Karen Davis, a spokeswoman for the Diocese of Providence, said church officials were not aware of any allegations made against a priest from Ireland who served in the diocese except for the Rev. Brendan Smyth in the 1960s.
Helen McGonigle, an attorney now living in Brookfield, Conn., said she was abused by Smyth, who was accused of preying on children during a 40-year career at parishes in Ireland, Rhode Island and North Dakota.
“He started molesting me in the first grade, when I was 6, he molested five other individuals, he molested my neighbor, said McGonigle, who said the abuse occurred while Smyth was assigned to Our Lady of Mercy parish in East Greenwich, R.I.
The Irish Republic’s seven-month delay in extraditing Smyth to Northern Ireland after allegations of sexual abuse surfaced led to the collapse of the coalition government of Prime Minister Albert Reynolds in 1994. Smyth died in prison in 1997, shortly after pleading guilty to 74 counts of sexually abusing children.

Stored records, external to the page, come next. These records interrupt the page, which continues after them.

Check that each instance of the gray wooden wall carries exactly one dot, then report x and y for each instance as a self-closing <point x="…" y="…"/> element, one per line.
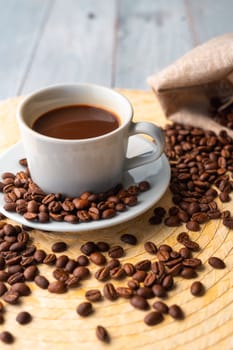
<point x="109" y="42"/>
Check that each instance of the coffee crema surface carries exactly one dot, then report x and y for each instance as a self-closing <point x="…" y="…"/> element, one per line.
<point x="76" y="122"/>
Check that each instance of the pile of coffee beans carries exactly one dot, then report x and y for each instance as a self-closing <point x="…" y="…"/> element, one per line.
<point x="201" y="175"/>
<point x="145" y="284"/>
<point x="23" y="196"/>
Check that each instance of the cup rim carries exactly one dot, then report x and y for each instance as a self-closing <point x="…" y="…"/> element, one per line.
<point x="34" y="133"/>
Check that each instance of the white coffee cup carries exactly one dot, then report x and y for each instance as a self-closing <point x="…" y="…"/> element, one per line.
<point x="95" y="164"/>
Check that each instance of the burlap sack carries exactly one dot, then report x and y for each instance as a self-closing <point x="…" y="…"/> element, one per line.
<point x="186" y="87"/>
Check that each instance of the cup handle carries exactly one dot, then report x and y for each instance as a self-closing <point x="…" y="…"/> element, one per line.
<point x="158" y="144"/>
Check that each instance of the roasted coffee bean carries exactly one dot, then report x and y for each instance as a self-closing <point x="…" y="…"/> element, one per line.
<point x="153" y="318"/>
<point x="116" y="252"/>
<point x="41" y="281"/>
<point x="150" y="279"/>
<point x="3" y="288"/>
<point x="57" y="287"/>
<point x="21" y="288"/>
<point x="150" y="247"/>
<point x="88" y="248"/>
<point x="72" y="282"/>
<point x="4" y="275"/>
<point x="84" y="309"/>
<point x="176" y="312"/>
<point x="133" y="284"/>
<point x="24" y="317"/>
<point x="30" y="272"/>
<point x="102" y="274"/>
<point x="139" y="302"/>
<point x="60" y="274"/>
<point x="93" y="295"/>
<point x="97" y="258"/>
<point x="129" y="269"/>
<point x="161" y="307"/>
<point x="59" y="247"/>
<point x="129" y="239"/>
<point x="158" y="268"/>
<point x="11" y="297"/>
<point x="6" y="337"/>
<point x="175" y="270"/>
<point x="81" y="272"/>
<point x="39" y="255"/>
<point x="159" y="291"/>
<point x="197" y="288"/>
<point x="110" y="292"/>
<point x="143" y="265"/>
<point x="61" y="261"/>
<point x="15" y="278"/>
<point x="117" y="273"/>
<point x="216" y="262"/>
<point x="167" y="282"/>
<point x="125" y="292"/>
<point x="139" y="275"/>
<point x="103" y="246"/>
<point x="163" y="255"/>
<point x="185" y="253"/>
<point x="102" y="334"/>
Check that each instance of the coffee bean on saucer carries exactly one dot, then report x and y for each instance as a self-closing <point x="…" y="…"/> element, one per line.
<point x="93" y="295"/>
<point x="129" y="239"/>
<point x="197" y="288"/>
<point x="102" y="334"/>
<point x="216" y="262"/>
<point x="6" y="337"/>
<point x="23" y="317"/>
<point x="59" y="247"/>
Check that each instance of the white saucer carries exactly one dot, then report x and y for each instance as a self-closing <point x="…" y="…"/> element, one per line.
<point x="157" y="173"/>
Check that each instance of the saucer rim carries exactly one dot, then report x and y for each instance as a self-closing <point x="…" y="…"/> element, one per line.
<point x="151" y="197"/>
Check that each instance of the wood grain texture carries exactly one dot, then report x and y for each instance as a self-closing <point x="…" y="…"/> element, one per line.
<point x="208" y="320"/>
<point x="76" y="45"/>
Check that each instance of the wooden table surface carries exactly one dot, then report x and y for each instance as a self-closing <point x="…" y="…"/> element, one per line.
<point x="115" y="43"/>
<point x="208" y="322"/>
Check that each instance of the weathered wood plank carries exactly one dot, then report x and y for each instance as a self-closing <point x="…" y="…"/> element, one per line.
<point x="20" y="24"/>
<point x="152" y="34"/>
<point x="76" y="45"/>
<point x="209" y="18"/>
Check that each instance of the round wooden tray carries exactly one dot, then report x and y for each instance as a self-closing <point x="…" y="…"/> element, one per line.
<point x="208" y="321"/>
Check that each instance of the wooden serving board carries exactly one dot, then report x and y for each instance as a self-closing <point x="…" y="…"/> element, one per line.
<point x="208" y="322"/>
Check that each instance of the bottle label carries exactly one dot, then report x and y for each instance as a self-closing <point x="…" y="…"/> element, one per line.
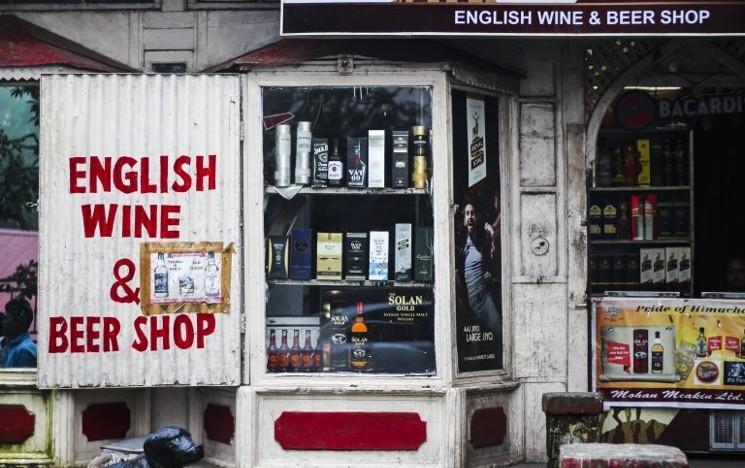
<point x="657" y="361"/>
<point x="335" y="170"/>
<point x="160" y="281"/>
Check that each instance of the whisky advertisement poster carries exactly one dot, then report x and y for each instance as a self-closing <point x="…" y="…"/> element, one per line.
<point x="476" y="142"/>
<point x="139" y="231"/>
<point x="512" y="17"/>
<point x="680" y="353"/>
<point x="477" y="233"/>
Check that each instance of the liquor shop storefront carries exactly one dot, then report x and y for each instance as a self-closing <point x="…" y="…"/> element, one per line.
<point x="321" y="240"/>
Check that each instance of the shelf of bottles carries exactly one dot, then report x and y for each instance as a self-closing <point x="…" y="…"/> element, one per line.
<point x="640" y="212"/>
<point x="348" y="227"/>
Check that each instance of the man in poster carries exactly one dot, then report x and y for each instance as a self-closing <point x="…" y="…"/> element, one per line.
<point x="477" y="268"/>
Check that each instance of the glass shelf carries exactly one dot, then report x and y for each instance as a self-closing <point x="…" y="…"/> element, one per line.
<point x="669" y="188"/>
<point x="271" y="190"/>
<point x="357" y="283"/>
<point x="639" y="242"/>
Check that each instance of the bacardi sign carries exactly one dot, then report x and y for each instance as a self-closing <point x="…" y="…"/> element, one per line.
<point x="515" y="17"/>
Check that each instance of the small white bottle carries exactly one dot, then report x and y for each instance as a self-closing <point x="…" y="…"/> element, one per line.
<point x="160" y="277"/>
<point x="211" y="276"/>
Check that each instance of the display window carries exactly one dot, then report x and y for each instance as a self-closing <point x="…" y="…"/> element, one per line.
<point x="19" y="189"/>
<point x="348" y="225"/>
<point x="664" y="194"/>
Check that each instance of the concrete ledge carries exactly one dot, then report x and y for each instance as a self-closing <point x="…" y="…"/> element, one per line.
<point x="572" y="403"/>
<point x="621" y="455"/>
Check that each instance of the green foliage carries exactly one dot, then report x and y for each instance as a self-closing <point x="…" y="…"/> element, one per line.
<point x="19" y="168"/>
<point x="23" y="281"/>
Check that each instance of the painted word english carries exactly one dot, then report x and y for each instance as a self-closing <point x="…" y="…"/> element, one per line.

Jeffrey Thomas, a neighbor of McGonigle who also said he was abused by Smyth, filed a lawsuit in 2008 against the Diocese of Providence and others.
“It is time for the church to change direction,” Thomas said. “We can’t keep sweeping it under the rug.”
Among the several dozen names on the BishopAccountability.org database is that of the Rev. Joseph Maguire, who served in several parishes in New Hampshire and also lived in Massachusetts, Maine and Ireland. Maguire died in 2005, 10 months after beginning a 44-month prison sentence for raping three altar boys in Dover, N.H.
BishopAccountability.org also sent a letter Monday to Prime Minister Brian Cowen, asking the government to extend its investigation beyond Dublin to all other dioceses in Ireland, and to release a complete list of all offending Irish priests who were transferred to dioceses in America.
The Boston Archdiocese reached an $85 million settlement in 2003 with more than 550 victims of the clergy sex abuse scandal, which resulted in the resignation of O’Malley’s predecessor, Cardinal Bernard Law. In 2002, the Diocese of Providence reached a $14.25 million settlement with 37 alleged victims of sexual abuse in Rhode Island who filed lawsuits.